Nakamura T, Hashimoto I, Sawada Y, Mikami J, Bekki E
Jpn J Antibiot. 1985 Aug;38(8):2057-67.
Fosfomycin (FOM) is a synthetic antibiotic having a unique structural formula and bactericidal mechanism and a broad spectrum of antimicrobial activity against various bacterial species. It has higher activity in vivo than in vitro. As therapy, FOM-Na in a daily dose of 4 g (2 g X 2) was given by intravenous drip infusion for 5 to 10 days to 6 cases with infectious diseases (2 cases of acute cholecystitis, 3 cases of acute localized peritonitis due to phlegmonous appendicitis and 1 case of acute diffuse peritonitis due to perforative appendicitis). The clinical response was rated as "excellent" in 1 case, "good" in 4 cases, "fair" in 1 case and "poor" in none. No adverse effects were observed in any of the patients. Six clinical isolates were obtained, and these consisted of 4 strains of Escherichia coli and 1 strain each of Klebsiella pneumoniae, and Bacteroides fragilis. The MICs of FOM were from 6.25 to 12.5 micrograms/ml for E. coli, 50 micrograms/ml for K. pneumoniae, and 100 micrograms/ml for B. fragilis. FOM-Na was administered to the 6 cases intravenously in a dose of 2 g before surgery, and tissue specimens and body fluid samples were taken during the operation. The FOM concentration was determined by bioassay with a Proteus sp. (MB 838) as the test organism. The mean FOM concentration in bile from the common bile duct was 61.85 +/- 17.13 micrograms/ml (n = 5) at 95 to 108 minutes after FOM-Na intravenous bolus injection. The mean FOM concentration in the gall bladder bile was 80.06 +/- 92.36 micrograms/ml, while that in the gall bladder wall was 146.65 +/- 39.10 micrograms/g. The mean FOM concentration in purulent ascites was 58.20 +/- 13.29 micrograms/ml, 36.22 +/- 14.63 micrograms/g in the appendix wall and 12.64 +/- 11.34 micrograms/ml in pus in the appendix. The FOM concentrations in the infected tissues and body fluids thus exceeded the MICs of FOM for the pathogenic bacteria. Therefore, FOM-Na appears to be a very useful drug when used for chemotherapy of infections encountered in the surgical field.

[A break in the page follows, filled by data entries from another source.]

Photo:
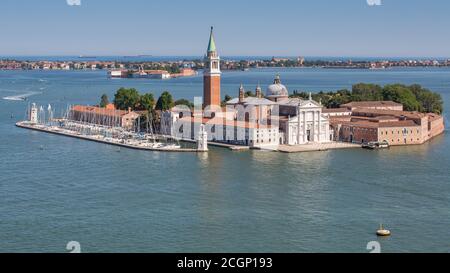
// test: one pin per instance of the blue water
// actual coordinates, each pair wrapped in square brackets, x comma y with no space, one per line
[55,189]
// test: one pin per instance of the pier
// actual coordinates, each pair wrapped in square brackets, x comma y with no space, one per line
[101,139]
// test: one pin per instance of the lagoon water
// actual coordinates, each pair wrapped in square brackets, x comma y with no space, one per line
[55,189]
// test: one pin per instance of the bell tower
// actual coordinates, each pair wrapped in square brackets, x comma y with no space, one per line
[211,75]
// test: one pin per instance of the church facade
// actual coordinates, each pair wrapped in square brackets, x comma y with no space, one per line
[263,121]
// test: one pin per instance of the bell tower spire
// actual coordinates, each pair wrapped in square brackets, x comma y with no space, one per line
[211,74]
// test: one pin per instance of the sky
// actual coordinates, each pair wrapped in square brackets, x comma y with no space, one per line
[388,28]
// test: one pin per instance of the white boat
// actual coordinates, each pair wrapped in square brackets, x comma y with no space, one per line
[383,232]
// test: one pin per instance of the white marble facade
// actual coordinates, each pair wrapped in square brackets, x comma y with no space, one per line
[308,126]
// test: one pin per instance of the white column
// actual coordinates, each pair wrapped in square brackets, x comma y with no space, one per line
[304,127]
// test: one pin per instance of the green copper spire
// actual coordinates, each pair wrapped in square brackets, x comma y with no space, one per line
[212,44]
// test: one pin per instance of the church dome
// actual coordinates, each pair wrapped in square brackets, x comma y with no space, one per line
[277,89]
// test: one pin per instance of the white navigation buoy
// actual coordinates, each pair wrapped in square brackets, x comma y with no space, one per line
[383,232]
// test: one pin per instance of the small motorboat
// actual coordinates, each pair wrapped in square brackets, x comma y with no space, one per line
[383,232]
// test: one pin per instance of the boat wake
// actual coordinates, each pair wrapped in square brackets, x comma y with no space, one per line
[21,97]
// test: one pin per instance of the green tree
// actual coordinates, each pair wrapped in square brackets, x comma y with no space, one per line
[429,101]
[147,102]
[366,92]
[249,94]
[126,98]
[401,94]
[226,99]
[165,102]
[104,101]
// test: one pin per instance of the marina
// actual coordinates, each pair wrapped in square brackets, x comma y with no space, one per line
[130,143]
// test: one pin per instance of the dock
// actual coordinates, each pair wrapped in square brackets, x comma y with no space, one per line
[316,147]
[57,131]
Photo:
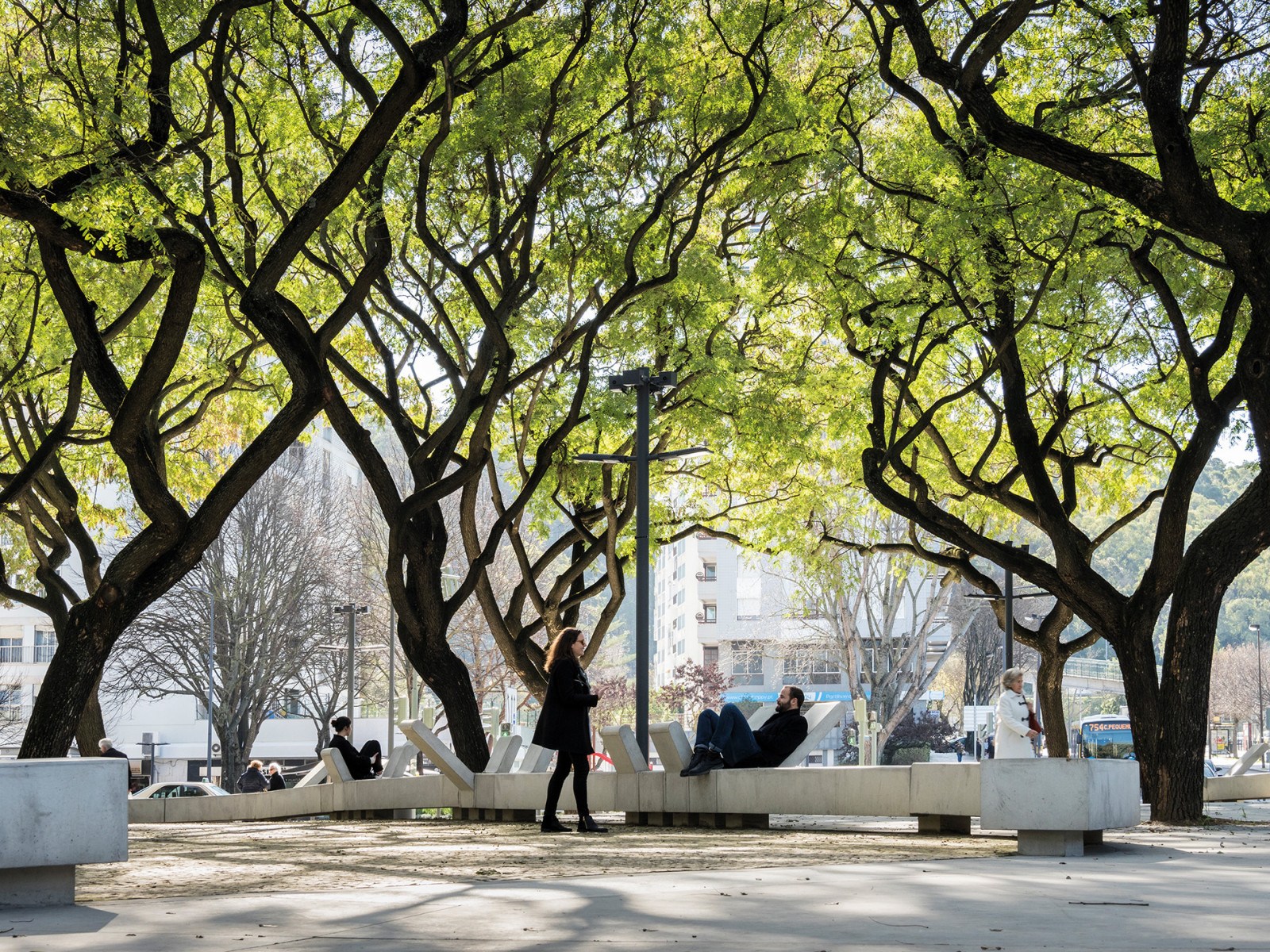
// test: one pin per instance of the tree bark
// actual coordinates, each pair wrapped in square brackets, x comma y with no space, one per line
[92,727]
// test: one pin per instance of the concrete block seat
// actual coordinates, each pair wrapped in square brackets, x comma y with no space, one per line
[747,797]
[1058,805]
[60,814]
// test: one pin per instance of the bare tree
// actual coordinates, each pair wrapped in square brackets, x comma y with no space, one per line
[270,575]
[1236,689]
[876,609]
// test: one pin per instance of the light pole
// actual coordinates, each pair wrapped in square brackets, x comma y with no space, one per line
[352,611]
[645,384]
[1261,708]
[211,670]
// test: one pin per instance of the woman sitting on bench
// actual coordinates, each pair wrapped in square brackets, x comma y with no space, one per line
[362,765]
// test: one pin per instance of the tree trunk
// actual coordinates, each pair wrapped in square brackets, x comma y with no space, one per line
[450,681]
[1049,702]
[92,727]
[70,683]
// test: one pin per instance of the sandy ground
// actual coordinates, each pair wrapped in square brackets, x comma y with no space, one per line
[202,860]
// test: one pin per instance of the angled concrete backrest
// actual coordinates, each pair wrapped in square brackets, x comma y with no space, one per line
[1249,758]
[672,746]
[822,717]
[760,717]
[503,754]
[622,750]
[537,759]
[399,761]
[336,767]
[314,777]
[446,761]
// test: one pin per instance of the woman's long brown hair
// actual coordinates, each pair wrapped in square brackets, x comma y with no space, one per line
[560,645]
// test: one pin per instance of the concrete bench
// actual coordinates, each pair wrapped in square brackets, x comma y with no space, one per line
[464,778]
[1058,805]
[60,814]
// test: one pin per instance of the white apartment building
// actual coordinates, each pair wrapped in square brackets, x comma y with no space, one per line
[715,603]
[167,736]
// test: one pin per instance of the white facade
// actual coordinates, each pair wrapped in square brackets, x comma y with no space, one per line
[715,603]
[177,725]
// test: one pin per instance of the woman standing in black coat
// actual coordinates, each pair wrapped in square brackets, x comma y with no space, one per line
[564,727]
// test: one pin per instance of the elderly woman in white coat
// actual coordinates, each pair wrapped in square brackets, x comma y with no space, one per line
[1014,735]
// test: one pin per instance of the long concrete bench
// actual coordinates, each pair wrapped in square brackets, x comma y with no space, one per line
[1238,784]
[59,816]
[1058,805]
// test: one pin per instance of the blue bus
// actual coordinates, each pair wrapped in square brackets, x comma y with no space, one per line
[1108,736]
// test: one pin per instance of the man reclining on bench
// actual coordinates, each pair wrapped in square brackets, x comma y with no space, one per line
[724,739]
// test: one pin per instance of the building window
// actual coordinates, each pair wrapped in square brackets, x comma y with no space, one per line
[747,663]
[46,644]
[10,700]
[812,668]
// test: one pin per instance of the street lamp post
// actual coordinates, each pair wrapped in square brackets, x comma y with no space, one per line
[1261,708]
[645,384]
[352,611]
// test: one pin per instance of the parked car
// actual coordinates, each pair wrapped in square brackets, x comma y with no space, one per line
[190,789]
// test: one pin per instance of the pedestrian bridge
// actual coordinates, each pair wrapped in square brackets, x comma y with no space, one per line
[1092,676]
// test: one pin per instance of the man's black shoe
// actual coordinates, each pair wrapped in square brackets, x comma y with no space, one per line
[713,761]
[698,754]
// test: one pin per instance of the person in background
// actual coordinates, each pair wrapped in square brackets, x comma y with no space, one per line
[362,765]
[253,780]
[564,727]
[1014,736]
[107,747]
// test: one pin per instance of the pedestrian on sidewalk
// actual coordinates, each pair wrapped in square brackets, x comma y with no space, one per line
[362,765]
[564,727]
[253,781]
[1014,735]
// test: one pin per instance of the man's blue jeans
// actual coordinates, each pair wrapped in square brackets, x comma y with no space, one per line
[727,733]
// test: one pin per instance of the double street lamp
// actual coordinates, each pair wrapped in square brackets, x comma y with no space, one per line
[645,384]
[1261,706]
[352,611]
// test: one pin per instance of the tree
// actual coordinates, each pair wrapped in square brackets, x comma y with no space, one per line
[529,235]
[271,577]
[1238,689]
[184,135]
[1156,108]
[694,689]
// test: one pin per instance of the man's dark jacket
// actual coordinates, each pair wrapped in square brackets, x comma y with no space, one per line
[779,738]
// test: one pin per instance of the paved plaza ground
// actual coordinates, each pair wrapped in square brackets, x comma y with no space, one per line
[845,885]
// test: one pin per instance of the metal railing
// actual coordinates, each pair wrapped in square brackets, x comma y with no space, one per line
[1094,668]
[27,654]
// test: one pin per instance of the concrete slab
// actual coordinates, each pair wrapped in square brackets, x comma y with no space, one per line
[1178,890]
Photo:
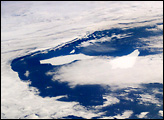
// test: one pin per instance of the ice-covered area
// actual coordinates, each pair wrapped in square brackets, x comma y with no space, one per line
[32,26]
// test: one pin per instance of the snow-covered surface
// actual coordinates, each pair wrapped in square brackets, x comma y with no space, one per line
[29,26]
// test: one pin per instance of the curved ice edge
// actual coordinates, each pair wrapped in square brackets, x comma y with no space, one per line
[119,62]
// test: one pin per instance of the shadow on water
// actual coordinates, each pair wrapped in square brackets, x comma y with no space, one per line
[86,95]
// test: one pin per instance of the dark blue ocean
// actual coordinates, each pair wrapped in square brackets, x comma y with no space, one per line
[92,95]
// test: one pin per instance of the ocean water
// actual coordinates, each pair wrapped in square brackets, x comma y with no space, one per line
[91,95]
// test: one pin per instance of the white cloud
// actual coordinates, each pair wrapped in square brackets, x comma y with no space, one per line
[99,71]
[30,26]
[142,114]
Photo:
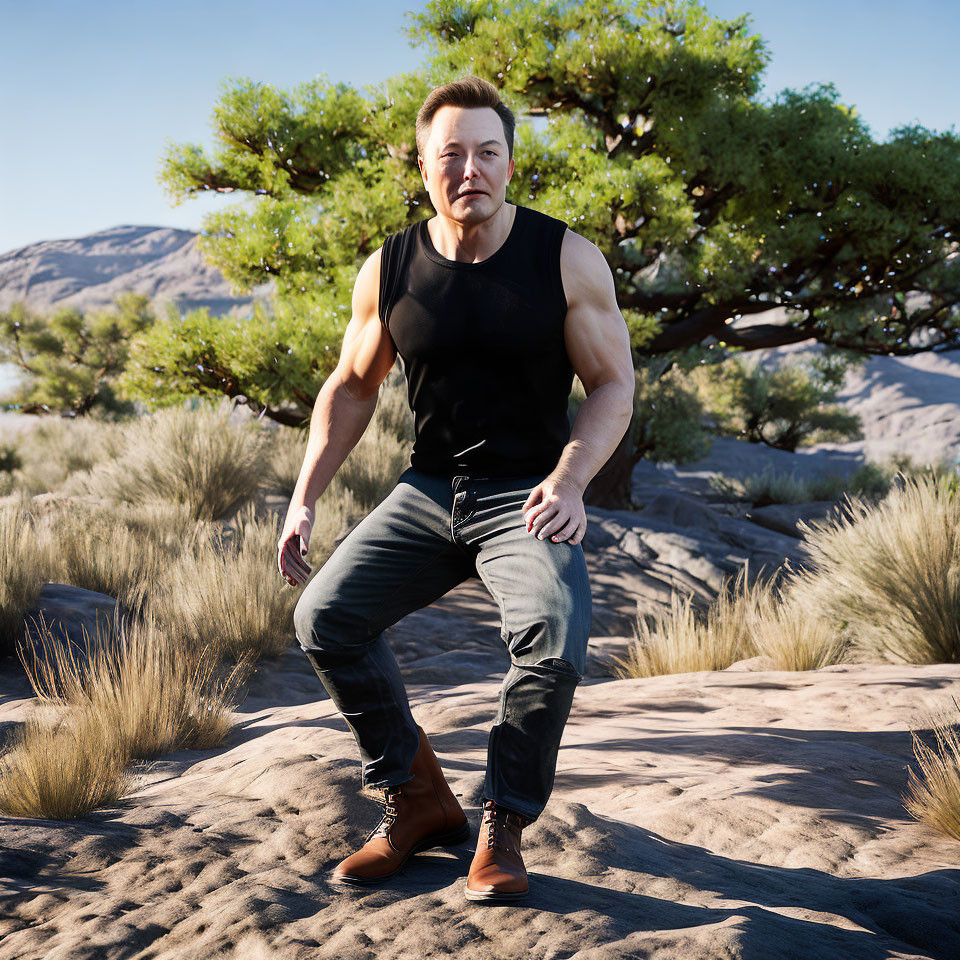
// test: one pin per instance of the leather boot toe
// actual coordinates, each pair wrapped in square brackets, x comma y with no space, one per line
[419,813]
[497,871]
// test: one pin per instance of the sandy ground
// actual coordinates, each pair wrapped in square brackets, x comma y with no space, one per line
[707,815]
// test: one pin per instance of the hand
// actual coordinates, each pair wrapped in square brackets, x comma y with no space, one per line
[555,509]
[292,546]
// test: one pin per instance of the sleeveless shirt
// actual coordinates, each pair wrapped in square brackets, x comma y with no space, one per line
[482,350]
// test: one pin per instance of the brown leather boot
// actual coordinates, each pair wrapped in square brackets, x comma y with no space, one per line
[418,814]
[497,871]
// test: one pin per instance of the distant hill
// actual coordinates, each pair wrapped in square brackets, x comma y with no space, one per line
[88,272]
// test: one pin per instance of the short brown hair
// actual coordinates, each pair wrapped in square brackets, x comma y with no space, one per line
[468,91]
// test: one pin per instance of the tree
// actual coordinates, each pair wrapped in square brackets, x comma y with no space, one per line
[72,359]
[640,125]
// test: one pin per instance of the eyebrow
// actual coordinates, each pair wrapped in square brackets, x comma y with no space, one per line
[455,143]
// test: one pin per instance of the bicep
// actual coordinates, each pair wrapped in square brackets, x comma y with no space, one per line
[367,353]
[595,333]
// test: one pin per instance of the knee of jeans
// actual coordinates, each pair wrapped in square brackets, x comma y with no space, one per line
[326,627]
[560,665]
[555,640]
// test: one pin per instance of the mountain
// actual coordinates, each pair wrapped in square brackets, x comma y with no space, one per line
[88,272]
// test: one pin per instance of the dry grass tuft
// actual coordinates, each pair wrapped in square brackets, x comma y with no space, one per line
[23,570]
[682,641]
[794,636]
[890,572]
[226,592]
[58,447]
[746,620]
[153,694]
[198,457]
[63,770]
[117,549]
[933,795]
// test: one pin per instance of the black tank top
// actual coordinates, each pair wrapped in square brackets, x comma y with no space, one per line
[481,346]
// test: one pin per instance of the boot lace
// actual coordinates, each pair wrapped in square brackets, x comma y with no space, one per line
[389,816]
[494,817]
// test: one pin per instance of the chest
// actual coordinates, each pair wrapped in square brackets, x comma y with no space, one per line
[483,314]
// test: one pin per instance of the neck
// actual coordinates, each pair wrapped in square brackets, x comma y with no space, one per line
[471,242]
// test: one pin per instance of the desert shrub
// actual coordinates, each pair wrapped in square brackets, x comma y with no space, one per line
[772,486]
[784,407]
[746,620]
[888,572]
[933,794]
[197,457]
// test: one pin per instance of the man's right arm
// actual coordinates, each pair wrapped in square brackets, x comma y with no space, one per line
[348,398]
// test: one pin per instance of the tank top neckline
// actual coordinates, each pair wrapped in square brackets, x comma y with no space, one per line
[428,248]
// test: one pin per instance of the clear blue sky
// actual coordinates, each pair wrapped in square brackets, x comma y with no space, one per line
[90,90]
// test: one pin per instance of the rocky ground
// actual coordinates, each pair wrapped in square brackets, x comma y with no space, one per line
[743,813]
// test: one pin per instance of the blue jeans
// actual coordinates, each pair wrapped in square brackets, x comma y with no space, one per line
[430,534]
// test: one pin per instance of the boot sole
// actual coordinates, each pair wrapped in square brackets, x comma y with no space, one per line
[493,895]
[451,839]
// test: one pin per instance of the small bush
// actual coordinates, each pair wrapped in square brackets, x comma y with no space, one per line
[772,486]
[783,407]
[933,795]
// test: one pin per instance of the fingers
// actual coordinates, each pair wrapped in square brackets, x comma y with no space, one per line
[549,523]
[292,566]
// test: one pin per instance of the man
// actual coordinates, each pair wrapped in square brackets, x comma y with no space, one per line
[491,307]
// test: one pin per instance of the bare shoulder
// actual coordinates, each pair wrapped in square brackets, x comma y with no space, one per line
[585,271]
[366,288]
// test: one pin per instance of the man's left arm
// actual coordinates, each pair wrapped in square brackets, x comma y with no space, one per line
[598,344]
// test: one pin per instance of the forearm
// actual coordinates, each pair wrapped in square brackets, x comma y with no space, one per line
[601,422]
[336,426]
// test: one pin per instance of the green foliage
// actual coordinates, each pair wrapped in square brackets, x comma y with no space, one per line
[709,204]
[658,149]
[668,417]
[72,359]
[783,406]
[871,480]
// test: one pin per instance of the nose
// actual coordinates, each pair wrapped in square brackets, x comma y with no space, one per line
[471,167]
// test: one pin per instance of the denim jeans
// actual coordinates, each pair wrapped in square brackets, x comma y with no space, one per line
[430,534]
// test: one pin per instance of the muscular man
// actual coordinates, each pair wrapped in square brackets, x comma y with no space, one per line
[491,307]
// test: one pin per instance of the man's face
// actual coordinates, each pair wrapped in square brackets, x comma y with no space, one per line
[466,168]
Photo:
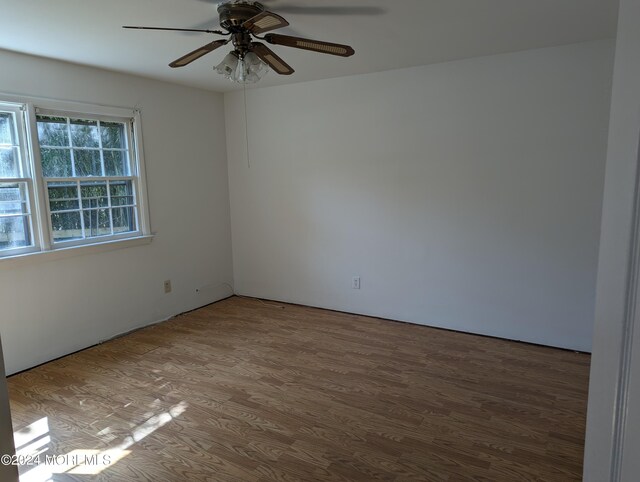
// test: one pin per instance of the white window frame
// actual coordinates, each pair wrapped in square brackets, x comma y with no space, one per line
[42,233]
[27,178]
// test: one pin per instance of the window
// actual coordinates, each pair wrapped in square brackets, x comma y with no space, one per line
[68,179]
[16,184]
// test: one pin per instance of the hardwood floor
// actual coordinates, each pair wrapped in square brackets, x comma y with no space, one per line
[249,391]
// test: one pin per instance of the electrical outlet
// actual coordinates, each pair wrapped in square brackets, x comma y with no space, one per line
[355,283]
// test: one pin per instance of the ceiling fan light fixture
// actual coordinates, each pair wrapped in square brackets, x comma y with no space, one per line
[246,70]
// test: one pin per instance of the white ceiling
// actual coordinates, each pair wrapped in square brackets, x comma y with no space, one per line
[386,35]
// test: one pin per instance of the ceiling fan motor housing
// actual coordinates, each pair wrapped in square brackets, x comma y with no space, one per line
[234,14]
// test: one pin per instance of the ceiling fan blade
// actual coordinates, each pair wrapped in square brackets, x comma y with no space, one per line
[265,22]
[267,55]
[197,53]
[307,44]
[219,32]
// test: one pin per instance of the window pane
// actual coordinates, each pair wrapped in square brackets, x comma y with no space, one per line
[96,222]
[121,193]
[52,131]
[116,163]
[87,163]
[56,162]
[13,199]
[113,136]
[84,133]
[63,197]
[94,195]
[10,162]
[63,191]
[66,226]
[7,128]
[14,232]
[123,220]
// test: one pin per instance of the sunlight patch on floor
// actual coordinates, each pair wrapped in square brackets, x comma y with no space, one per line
[32,442]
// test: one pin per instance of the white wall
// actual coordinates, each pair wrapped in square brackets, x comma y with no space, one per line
[8,473]
[466,195]
[617,312]
[52,308]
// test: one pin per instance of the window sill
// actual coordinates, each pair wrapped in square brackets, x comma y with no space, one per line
[62,253]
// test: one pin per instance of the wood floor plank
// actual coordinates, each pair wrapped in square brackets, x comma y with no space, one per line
[245,390]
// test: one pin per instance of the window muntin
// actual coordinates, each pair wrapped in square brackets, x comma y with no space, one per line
[86,166]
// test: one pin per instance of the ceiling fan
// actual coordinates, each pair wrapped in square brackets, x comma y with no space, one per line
[243,22]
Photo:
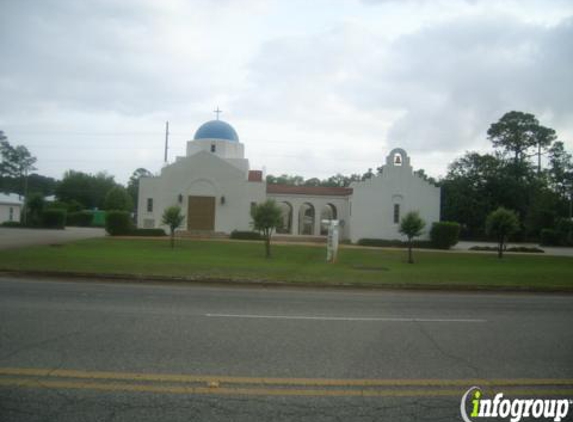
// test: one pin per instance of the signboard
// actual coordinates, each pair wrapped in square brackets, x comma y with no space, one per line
[331,240]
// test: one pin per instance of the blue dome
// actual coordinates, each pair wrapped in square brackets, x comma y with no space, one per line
[216,129]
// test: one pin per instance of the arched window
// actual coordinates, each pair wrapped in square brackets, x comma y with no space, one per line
[286,209]
[328,212]
[306,219]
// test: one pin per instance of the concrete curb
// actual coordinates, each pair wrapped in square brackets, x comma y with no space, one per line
[197,280]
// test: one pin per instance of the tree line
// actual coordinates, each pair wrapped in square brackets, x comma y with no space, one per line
[528,171]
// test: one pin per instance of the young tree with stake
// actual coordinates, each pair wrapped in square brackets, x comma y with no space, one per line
[411,226]
[172,218]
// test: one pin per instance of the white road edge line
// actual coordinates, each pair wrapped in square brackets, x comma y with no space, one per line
[327,318]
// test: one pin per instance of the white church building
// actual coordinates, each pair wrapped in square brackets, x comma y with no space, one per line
[216,189]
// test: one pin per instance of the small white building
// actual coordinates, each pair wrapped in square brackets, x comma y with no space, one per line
[10,207]
[216,188]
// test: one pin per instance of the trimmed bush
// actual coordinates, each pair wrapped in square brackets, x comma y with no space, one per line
[80,218]
[444,234]
[13,224]
[395,243]
[147,232]
[245,235]
[54,218]
[118,223]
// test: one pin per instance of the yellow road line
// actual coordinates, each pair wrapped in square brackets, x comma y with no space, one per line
[322,382]
[162,389]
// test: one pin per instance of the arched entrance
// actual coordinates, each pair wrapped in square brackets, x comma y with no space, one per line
[328,212]
[286,215]
[306,219]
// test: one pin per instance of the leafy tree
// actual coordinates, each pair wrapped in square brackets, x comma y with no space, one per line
[133,183]
[36,183]
[89,190]
[172,218]
[502,223]
[266,218]
[117,198]
[35,205]
[517,132]
[411,226]
[17,161]
[561,172]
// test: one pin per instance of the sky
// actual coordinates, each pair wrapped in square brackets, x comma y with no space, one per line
[313,88]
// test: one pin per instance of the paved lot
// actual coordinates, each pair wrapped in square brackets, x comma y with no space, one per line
[17,238]
[120,351]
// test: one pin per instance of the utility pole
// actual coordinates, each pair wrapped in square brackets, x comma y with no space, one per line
[166,141]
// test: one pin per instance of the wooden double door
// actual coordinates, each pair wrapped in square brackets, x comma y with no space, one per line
[201,213]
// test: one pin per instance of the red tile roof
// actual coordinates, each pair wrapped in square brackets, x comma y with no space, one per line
[255,176]
[308,190]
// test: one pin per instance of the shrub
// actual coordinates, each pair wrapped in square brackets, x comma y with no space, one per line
[512,249]
[245,235]
[395,243]
[12,224]
[565,230]
[80,218]
[147,232]
[118,199]
[525,249]
[118,223]
[444,234]
[54,218]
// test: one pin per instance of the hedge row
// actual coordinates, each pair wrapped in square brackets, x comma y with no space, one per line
[245,235]
[395,243]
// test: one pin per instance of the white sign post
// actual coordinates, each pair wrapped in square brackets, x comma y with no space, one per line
[331,240]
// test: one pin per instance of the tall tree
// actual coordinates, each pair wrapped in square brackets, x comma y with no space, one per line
[172,218]
[501,224]
[516,133]
[266,218]
[411,226]
[17,161]
[89,190]
[561,173]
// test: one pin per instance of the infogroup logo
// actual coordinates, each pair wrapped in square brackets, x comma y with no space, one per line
[514,409]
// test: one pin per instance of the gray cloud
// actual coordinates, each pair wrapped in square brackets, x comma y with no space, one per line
[447,83]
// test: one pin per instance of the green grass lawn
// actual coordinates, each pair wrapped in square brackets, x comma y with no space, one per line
[291,263]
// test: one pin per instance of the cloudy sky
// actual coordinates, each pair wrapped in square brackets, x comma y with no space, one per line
[312,87]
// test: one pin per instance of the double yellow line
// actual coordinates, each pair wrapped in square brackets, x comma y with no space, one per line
[262,386]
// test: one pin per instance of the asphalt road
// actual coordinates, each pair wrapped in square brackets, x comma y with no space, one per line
[113,351]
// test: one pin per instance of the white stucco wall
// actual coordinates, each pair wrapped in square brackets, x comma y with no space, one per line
[5,212]
[203,174]
[372,202]
[318,202]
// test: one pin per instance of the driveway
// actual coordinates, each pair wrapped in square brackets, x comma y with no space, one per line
[17,238]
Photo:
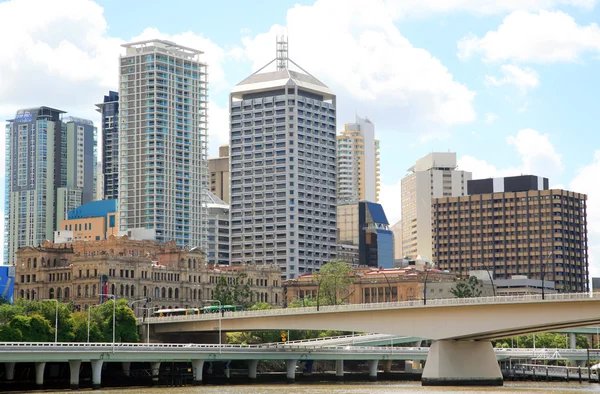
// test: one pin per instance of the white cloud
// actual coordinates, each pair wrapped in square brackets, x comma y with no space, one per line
[412,8]
[536,154]
[361,55]
[543,37]
[523,78]
[584,182]
[491,117]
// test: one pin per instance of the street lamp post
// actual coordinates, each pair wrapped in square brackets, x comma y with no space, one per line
[55,319]
[114,314]
[220,308]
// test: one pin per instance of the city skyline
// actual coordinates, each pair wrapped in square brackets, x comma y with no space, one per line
[504,112]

磷霉素(FOM)是一种具有独特结构式和杀菌机制的合成抗生素,对多种细菌具有广谱抗菌活性。它在体内的活性高于体外。作为治疗方法,对6例传染病患者(2例急性胆囊炎、3例蜂窝织炎性阑尾炎所致急性局限性腹膜炎、1例穿孔性阑尾炎所致急性弥漫性腹膜炎)静脉滴注给予每日剂量4g(2g×2)的磷霉素钠,持续5至10天。临床反应评定为“优”1例,“良”4例,“中”1例,无“差”的病例。所有患者均未观察到不良反应。获得6株临床分离菌,其中包括4株大肠杆菌、1株肺炎克雷伯菌和1株脆弱拟杆菌。磷霉素对大肠杆菌的MIC为6.25至12.5微克/毫升,对肺炎克雷伯菌为50微克/毫升,对脆弱拟杆菌为100微克/毫升。对这6例患者在手术前静脉给予2g剂量的磷霉素钠,并在手术期间采集组织标本和体液样本。以变形杆菌属(MB 838)作为测试菌通过生物测定法测定磷霉素浓度。在静脉推注磷霉素钠后95至108分钟,胆总管胆汁中磷霉素的平均浓度为61.85±17.